(Bloomberg) -- Treasuries rallied as this week’s debt auctions kicked off, adding to confidence that the market can digest supply unscathed.
The U.S. sold $60 billion two-year notes on Tuesday and received solid demand. This auction will be followed by offerings of five-year debt Wednesday and seven-year notes Thursday. Tuesday yields on seven-year Treasuries fell 5 basis points to about 1.3%, mirroring declines across the curve. It’s a far cry from price action in the run-up to last month’s disastrous sale, when yields were already up 14 basis points ahead of the auction deadline.
Treasury yields are pulling back from pandemic-era highs seen last week, aided by renewed demand for havens amid turmoil in Turkey and extended lockdowns in Europe. That’s prompting some strategists to reconsider the extent of the selloff, helping shore up sentiment heading into this week’s sales.
“Weak auctions are almost always overblown -- they simply tell you that at that time, on that day, there wasn’t as much demand as expected,” said Mike Riddell, portfolio manager at Allianz Global Investors. “You can’t read much into the seven-year auction disaster either, because this came at a time of near unprecedented rates volatility.”

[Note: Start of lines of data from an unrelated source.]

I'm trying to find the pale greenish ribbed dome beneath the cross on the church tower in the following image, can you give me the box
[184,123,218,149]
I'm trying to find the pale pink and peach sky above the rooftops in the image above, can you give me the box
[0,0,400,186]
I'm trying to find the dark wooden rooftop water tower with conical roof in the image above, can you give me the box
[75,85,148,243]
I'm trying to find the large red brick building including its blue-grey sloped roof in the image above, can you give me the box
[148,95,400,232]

Read More: Treasury Strategists Weigh Fading the Selloff: Research Roundup
Fed Comments
Treasury’s 2-year note sale Tuesday came at a yield of 0.152%, matching that traded in the when-issued market just before bidding for the debt ended. Total bids amounted to 2.54 times the amount of debt offered, with this so-called bid-to-cover ratio above the 2.44 level of the February sale.

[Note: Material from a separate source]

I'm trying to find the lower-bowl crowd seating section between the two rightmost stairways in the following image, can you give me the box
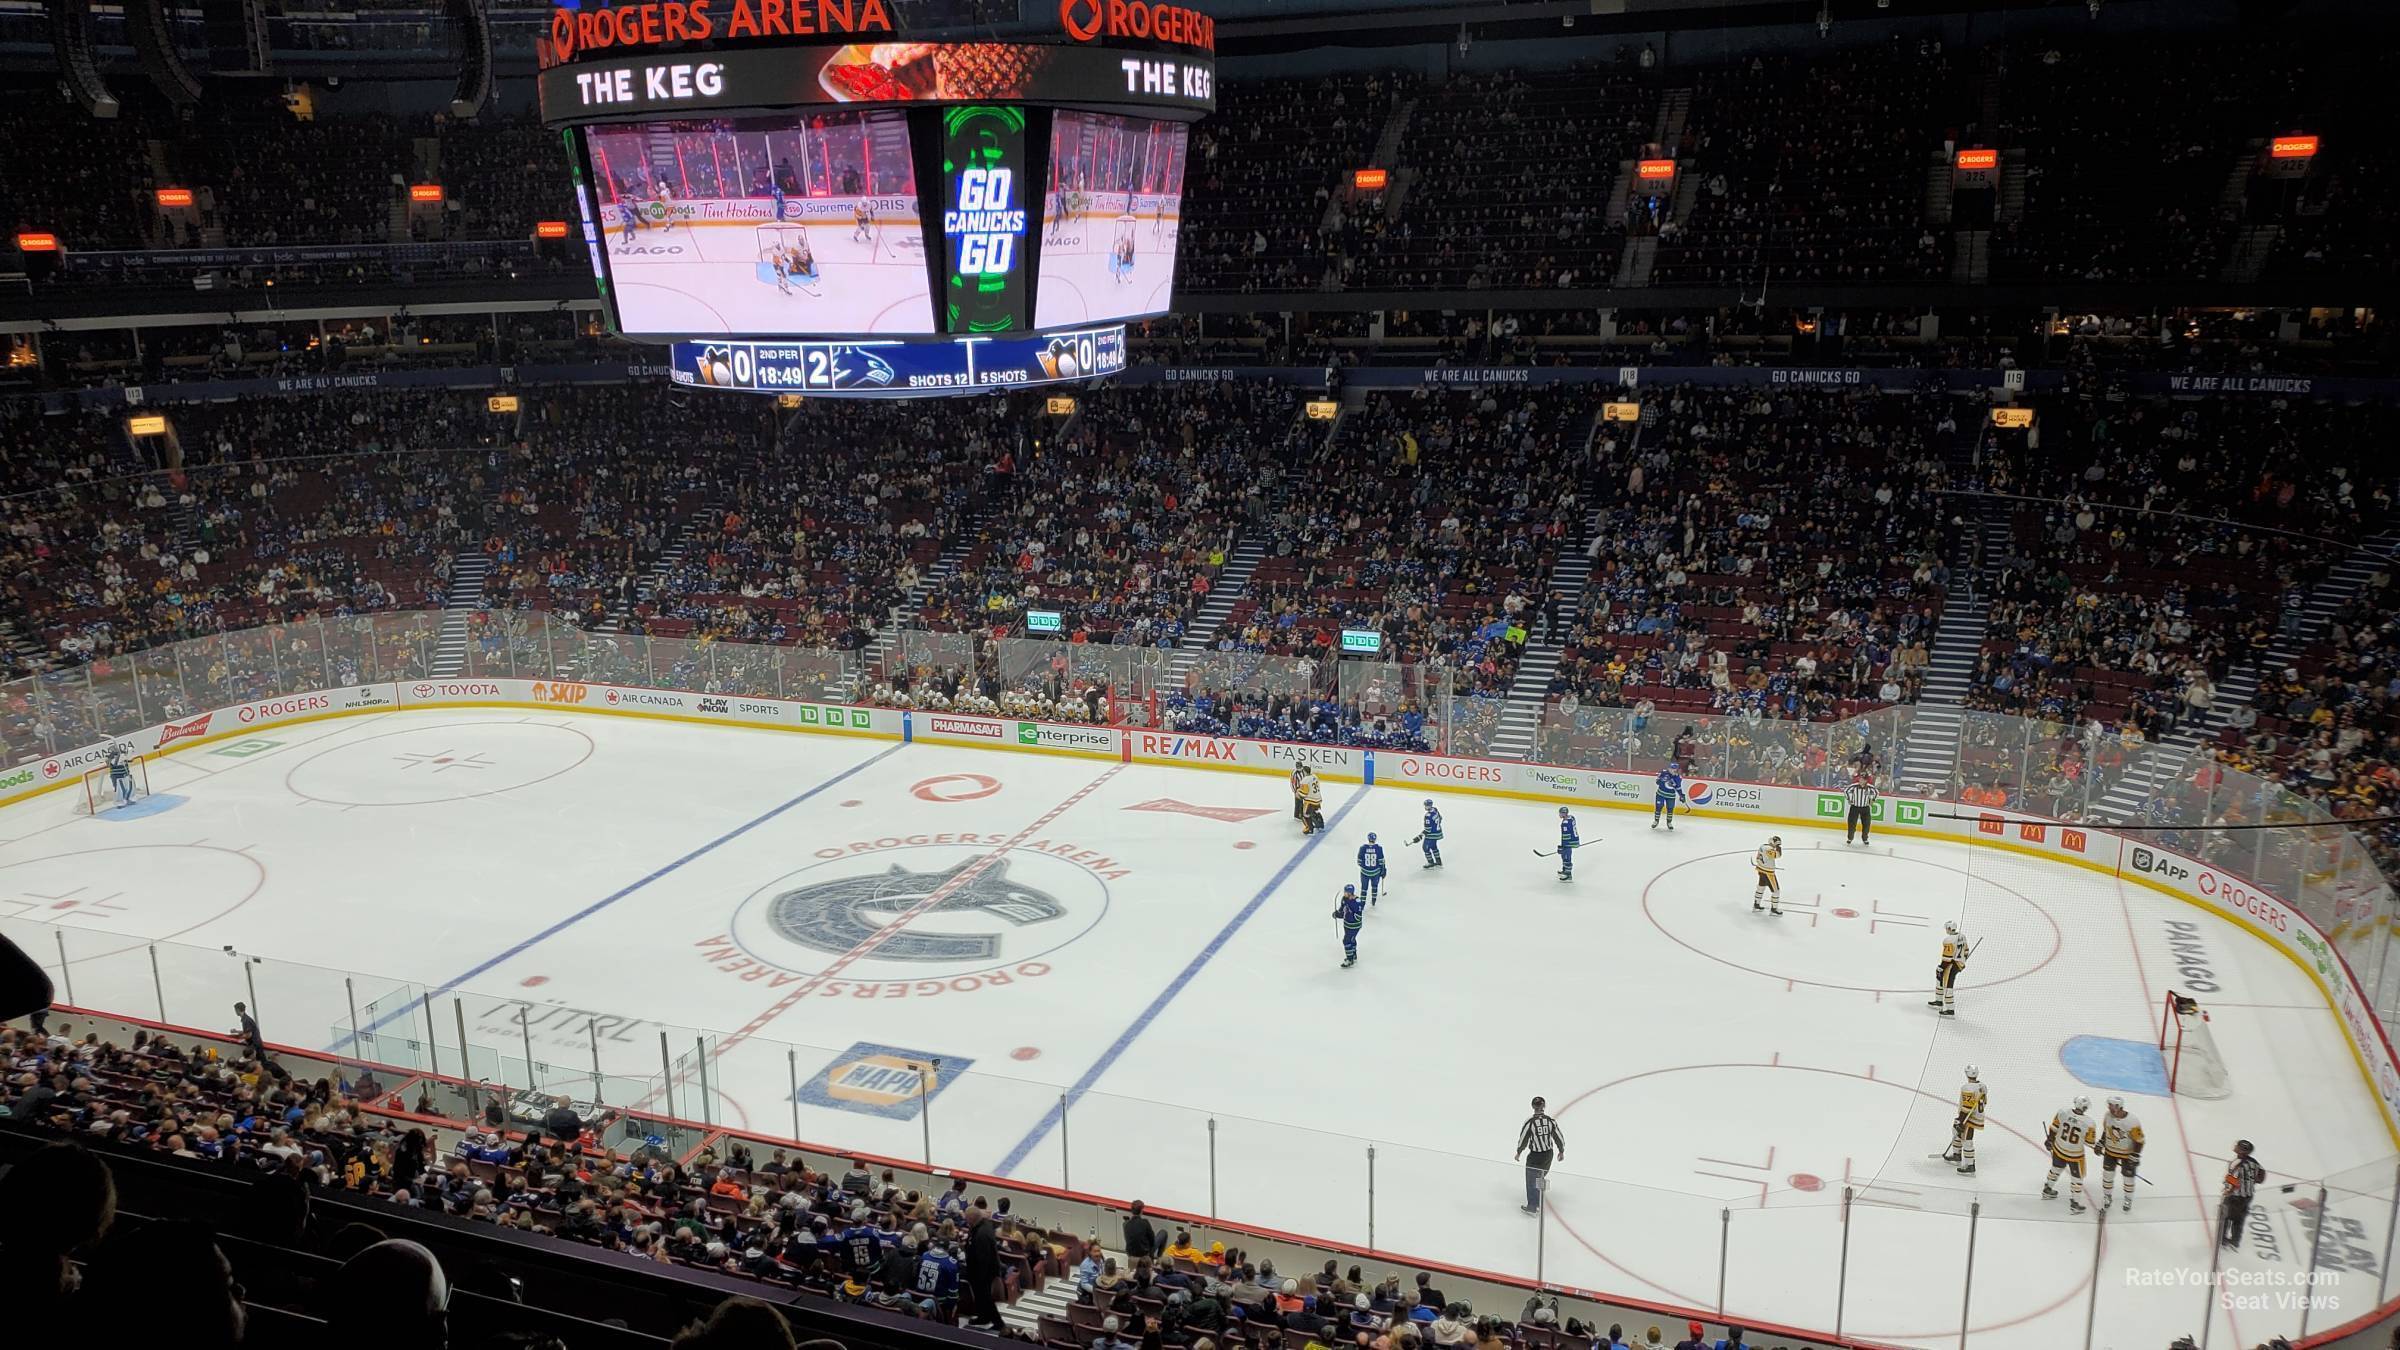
[1968,396,2390,740]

Federal Reserve Chairman Jerome Powell said the U.S. economic recovery has exceeded expectations, though it’s far from complete, in prepared testimony to the House Financial Services Committee. He and Treasury Secretary Janet Yellen kicked off two days of congressional hearings Tuesday assessing the economic policy response to the Covid-19 crisis.

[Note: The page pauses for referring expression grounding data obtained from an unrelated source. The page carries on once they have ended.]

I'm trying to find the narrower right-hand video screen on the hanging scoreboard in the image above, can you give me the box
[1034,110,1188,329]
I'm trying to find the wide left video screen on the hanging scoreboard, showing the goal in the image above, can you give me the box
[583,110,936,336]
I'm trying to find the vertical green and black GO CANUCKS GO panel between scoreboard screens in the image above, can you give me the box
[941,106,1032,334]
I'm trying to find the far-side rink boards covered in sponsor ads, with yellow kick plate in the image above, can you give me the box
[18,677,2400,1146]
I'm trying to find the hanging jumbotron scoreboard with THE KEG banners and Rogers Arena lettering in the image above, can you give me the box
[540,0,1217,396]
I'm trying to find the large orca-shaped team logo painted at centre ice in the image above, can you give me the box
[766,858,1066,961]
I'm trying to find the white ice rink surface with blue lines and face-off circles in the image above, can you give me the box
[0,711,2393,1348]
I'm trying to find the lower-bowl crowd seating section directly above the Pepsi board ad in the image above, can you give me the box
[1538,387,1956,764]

The 10-year note yield remained lower as Powell and Yellen began to answer questions from committee members. The benchmark yield hovers at about 1.65%, down about 5 basis points on the day.
“We might see some upward pressure on prices” over the course of this year,” Powell said. “Our best view, is that the effect on inflation will be neither particularly large nor persistent.”
The outlook for the pace of consumer prices over the next decade as measured by the gap between inflation-linked and plain vanilla Treasuries held steady at about 2.32% following Powell’s comment in his views of the path of price pressures. The 10-year so-called breakeven rate has risen from as low last year as 0.47%.
In forecasts released last week, Fed policy makers projected that the economy will grow 6.5% in 2021. It has also said it will keep short-term interest rates pinned near zero until the labor market has reached maximum employment and inflation has risen to 2%
While Tuesday’s sale went without a hitch, Aberdeen Standard Investments money manager James Athey says its successors later this week may encounter more of a challenge.
“Investor caution around Treasury supply events is likely to remain elevated,” Athey said. “The dovish stance of the Fed with respect to rate policy is somewhat supportive for shorter dated Treasuries, while their comfort with rising yields at the long end on top of rising growth and inflation expectations create a much less conducive environment for the belly.”
Quarter-end rebalancing flows may also affect markets over the remainder of this month. Bank of America strategists warn that in light of the rally in equities and the sharp bond selloff, flows could be large and “out of equities into fixed income.”
Seven-Year Weakness
Pre-auction weakness set the tone for February’s seven-year sale, which saw the smallest bid-to-cover ratio on record. Allotment data released in March show foreign demand had plummeted to just 8%, the lowest since at least 2009. The equivalent for domestic investors fell to 49%, its lowest since May 2020.
Contrary to the narrative that demand was already stalling, the six-month moving average of foreign interest had been in an uptrend, while the domestic measure was stable. That suggests the slump in buy orders may have been a one-off event, with investors probably spooked by the significant volatility on the day.
A successful seven-year auction may signal the market is stabilizing after three months of rising yields, said Chris Iggo, chief investment officer of core investments at AXA Investment Managers.
“If not, then the Fed has more to do in terms of messaging and it would add to the argument that 10-year benchmark yields will go through 2%,” he said.
(Adds comments from Powell and BofA quarter-end analysis, 2-year note sale details.)